One criticism I’ve heard from kinky people is that the series romanticizes an abusive relationship under the guise of BDSM. I’m not certain this is true either, and I would remind kinksters that BDSM encompasses a range of scenes, practices, interpretations, and lifestyles, some of which are pretty extreme. There are some BDSM relationships that I myself would consider bordering on abuse which some hardcore kinksters enjoy.

Forgive me for this, but…it’s a shade of gray. Would I consider being caged and collared for six months and fed in a doggy bowl psychologically damaging? Maybe even abusive? Yes. But some people spend years hunting for a master who will do just that.

In the real world, where people’s kinky limits can be clearly listed on a website profile or discussed at a casual sit-down, Ana and Christian would have realized quickly that they are sexually incompatible. Grey wants a weekend submissive into hard S&M, who likes being punished, controlled, and ordered around — and you just can’t do that with someone who knows nothing about sex. Asking Ana to be that person is like asking a first-time gym user to be a personal trainer — you can give them the tools, but they still will have no idea what they’re doing and you won’t get good results.

Ana has no clue what she wants, but it’s certainly not this, and as a virgin to sex, she has no business getting into kink before learning the basics. She truly knows nothing — and knowing nothing makes her easy to take advantage of. See the problem?

fifty shades

Another issue: the book and film present inklings of a “mystery” around the origins of Mr. Grey’s kinkiness, which is presumably explored in the following two books (and in the regrettable films that will follow this one). It’s hinted that his current sex life is the result of some earlier abuse or trauma.
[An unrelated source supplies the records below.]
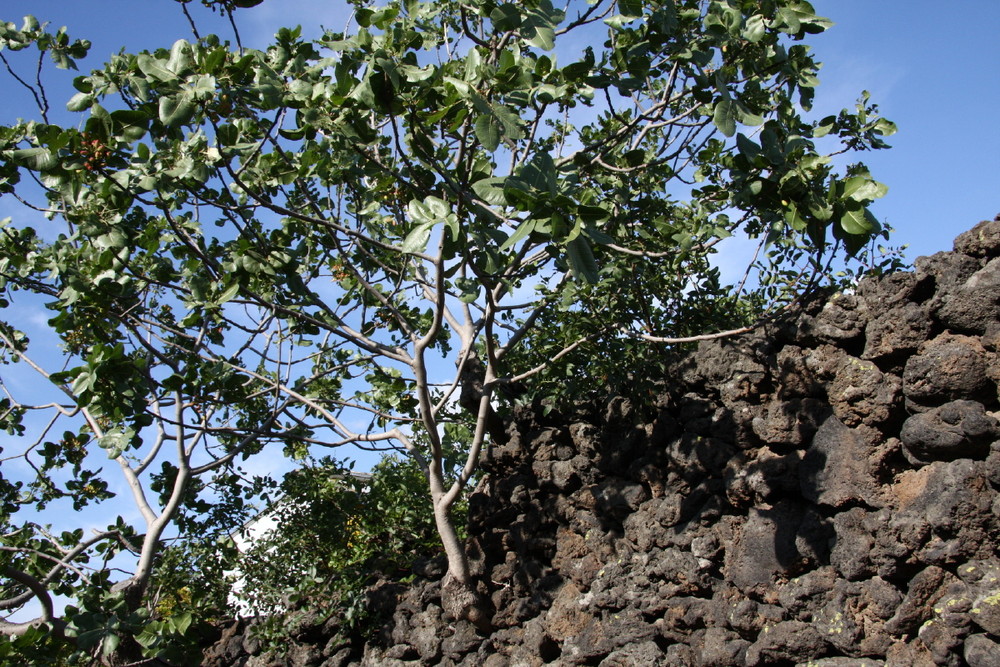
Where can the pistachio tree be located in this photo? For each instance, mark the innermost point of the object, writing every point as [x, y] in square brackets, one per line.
[362, 238]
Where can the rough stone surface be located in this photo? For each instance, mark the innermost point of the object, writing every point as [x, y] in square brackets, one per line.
[823, 492]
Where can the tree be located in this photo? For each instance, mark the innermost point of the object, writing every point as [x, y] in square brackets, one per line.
[351, 240]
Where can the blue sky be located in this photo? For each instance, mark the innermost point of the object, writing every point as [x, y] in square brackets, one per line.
[934, 69]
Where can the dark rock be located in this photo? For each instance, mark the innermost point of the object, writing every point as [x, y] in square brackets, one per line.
[983, 240]
[981, 651]
[972, 306]
[986, 610]
[897, 333]
[790, 423]
[718, 647]
[947, 269]
[861, 393]
[776, 542]
[959, 429]
[842, 318]
[793, 641]
[642, 653]
[925, 589]
[822, 492]
[835, 470]
[854, 619]
[947, 368]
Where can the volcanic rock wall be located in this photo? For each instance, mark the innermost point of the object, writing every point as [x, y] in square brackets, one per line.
[822, 491]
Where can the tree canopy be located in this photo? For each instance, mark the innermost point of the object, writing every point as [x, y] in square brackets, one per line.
[379, 238]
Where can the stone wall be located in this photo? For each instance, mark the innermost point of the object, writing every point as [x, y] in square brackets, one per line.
[822, 491]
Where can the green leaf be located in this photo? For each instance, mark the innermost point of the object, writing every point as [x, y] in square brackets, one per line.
[80, 101]
[228, 294]
[506, 17]
[487, 129]
[863, 190]
[725, 116]
[522, 231]
[36, 159]
[857, 221]
[754, 29]
[416, 241]
[175, 110]
[490, 190]
[630, 8]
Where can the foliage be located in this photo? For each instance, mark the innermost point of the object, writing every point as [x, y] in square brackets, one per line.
[338, 533]
[333, 242]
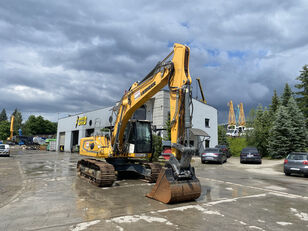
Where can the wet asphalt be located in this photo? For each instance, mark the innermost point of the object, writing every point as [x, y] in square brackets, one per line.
[40, 191]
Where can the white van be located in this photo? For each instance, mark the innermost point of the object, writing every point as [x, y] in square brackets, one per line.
[4, 150]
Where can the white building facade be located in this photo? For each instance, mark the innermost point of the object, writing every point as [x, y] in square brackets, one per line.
[72, 128]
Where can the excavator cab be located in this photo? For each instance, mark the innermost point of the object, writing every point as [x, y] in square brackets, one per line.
[138, 137]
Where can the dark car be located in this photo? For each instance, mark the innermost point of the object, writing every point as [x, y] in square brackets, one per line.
[250, 154]
[4, 150]
[296, 162]
[225, 149]
[213, 155]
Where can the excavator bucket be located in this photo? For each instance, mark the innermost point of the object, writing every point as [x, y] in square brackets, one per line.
[169, 190]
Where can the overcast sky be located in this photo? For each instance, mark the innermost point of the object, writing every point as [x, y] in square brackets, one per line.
[63, 57]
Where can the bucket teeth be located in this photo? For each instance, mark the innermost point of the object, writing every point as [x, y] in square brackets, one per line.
[169, 190]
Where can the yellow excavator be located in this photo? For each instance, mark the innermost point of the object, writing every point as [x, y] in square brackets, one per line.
[128, 144]
[11, 128]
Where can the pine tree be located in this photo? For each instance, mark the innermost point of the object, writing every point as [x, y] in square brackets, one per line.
[275, 103]
[279, 143]
[287, 93]
[299, 139]
[3, 116]
[17, 121]
[262, 126]
[302, 94]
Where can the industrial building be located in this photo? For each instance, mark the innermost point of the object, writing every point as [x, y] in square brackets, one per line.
[203, 134]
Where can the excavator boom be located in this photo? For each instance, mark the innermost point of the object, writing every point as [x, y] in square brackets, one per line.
[176, 181]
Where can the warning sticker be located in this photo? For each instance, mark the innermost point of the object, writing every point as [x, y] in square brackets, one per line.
[137, 95]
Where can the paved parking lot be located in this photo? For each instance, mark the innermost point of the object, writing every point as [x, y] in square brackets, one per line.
[40, 191]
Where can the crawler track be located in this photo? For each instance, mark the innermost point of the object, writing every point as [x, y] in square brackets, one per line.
[98, 172]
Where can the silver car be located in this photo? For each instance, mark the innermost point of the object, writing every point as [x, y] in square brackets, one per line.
[4, 150]
[296, 162]
[213, 155]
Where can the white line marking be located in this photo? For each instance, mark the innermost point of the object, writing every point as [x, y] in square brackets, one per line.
[300, 215]
[283, 223]
[83, 226]
[136, 218]
[263, 189]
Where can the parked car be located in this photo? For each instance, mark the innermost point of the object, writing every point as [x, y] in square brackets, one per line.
[213, 155]
[250, 154]
[4, 150]
[296, 162]
[225, 149]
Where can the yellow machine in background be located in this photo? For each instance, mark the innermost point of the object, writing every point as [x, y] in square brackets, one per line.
[129, 142]
[231, 118]
[11, 128]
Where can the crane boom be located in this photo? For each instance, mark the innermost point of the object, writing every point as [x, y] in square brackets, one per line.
[231, 119]
[201, 90]
[241, 119]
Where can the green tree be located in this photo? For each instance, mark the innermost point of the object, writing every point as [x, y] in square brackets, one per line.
[302, 99]
[3, 116]
[259, 136]
[299, 139]
[222, 138]
[39, 126]
[279, 140]
[287, 93]
[4, 129]
[17, 120]
[275, 103]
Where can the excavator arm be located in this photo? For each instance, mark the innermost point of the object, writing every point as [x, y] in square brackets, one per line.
[176, 181]
[173, 73]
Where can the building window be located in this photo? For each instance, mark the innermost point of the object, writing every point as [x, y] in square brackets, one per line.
[207, 123]
[207, 144]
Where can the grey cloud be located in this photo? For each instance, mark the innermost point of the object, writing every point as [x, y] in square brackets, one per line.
[81, 55]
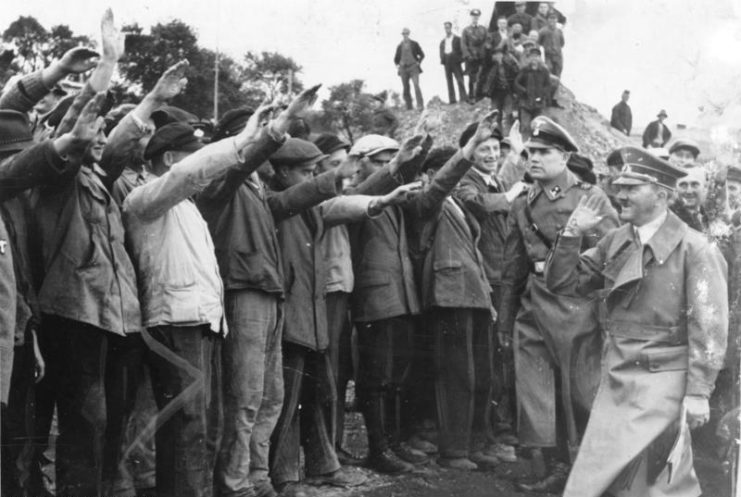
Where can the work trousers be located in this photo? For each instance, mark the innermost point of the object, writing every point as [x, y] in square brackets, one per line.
[253, 389]
[385, 350]
[453, 70]
[340, 356]
[407, 73]
[76, 371]
[125, 358]
[309, 404]
[463, 367]
[186, 375]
This suggests that kink is only reserved for unhealthy, damaged people.

Kink is healthy, even if it “comes” from bad experiences. I don’t have a great history with my dad. I’m also really into older men and often have sex with men who are my father’s age. A psychotherapist may link the two, but so what? Being attracted to older men has not disrupted my life — if anything, it’s enriched it. Kink isn’t trauma, nor is it traumatizing — it’s simply what some people do to get off.

I don’t know for certain why E. L. James tries to pathologize Grey’s kinks, and by extension demands us to do so, but I have a good idea. E. L. James’ depiction of kink is what someone would write who has no real experience in BDSM. It reads like the fantasy of someone who did enough research to know what flogging is but has never gone to a fetish gathering or been to a BDSM sex party or navigated a consensual BDSM relationship in their own life. Non-kinky people are shocked by kink and try to pathologize it — authentic kinky people know better.

I'm sure it's easier to allure a young novice submissive with no sexual experience into the world of kink when you have so much money that you can fly her in your own personal helicopter, but most doms don't have it so easy.

I can’t presume to know E. L. James’ private life, that’s how the book reads. Take from that what you will.

In the end, Christian and Ana’s onscreen playtime is what I call “vanilla kink” — the most basic stuff to shock non-kinky, heterosexual people. The whole thing feels like a made-for-TV film designed to sell a line of cheap, kinky bedroom toys to people who know nothing about kink and think a velvet blindfold is hardcore — and although it has a theatrical release, that’s exactly what this movie is.

I enjoyed the slowed-down, sultry version of Beyonce’s “Crazy In Love” but overall rolled my eyes and lamented the whole thing for what it ended up being — a titillating tale riding on the presumed shock value of kink to generate mass interest. If blindfolds and light bondage don’t shock you, the film is a yawn.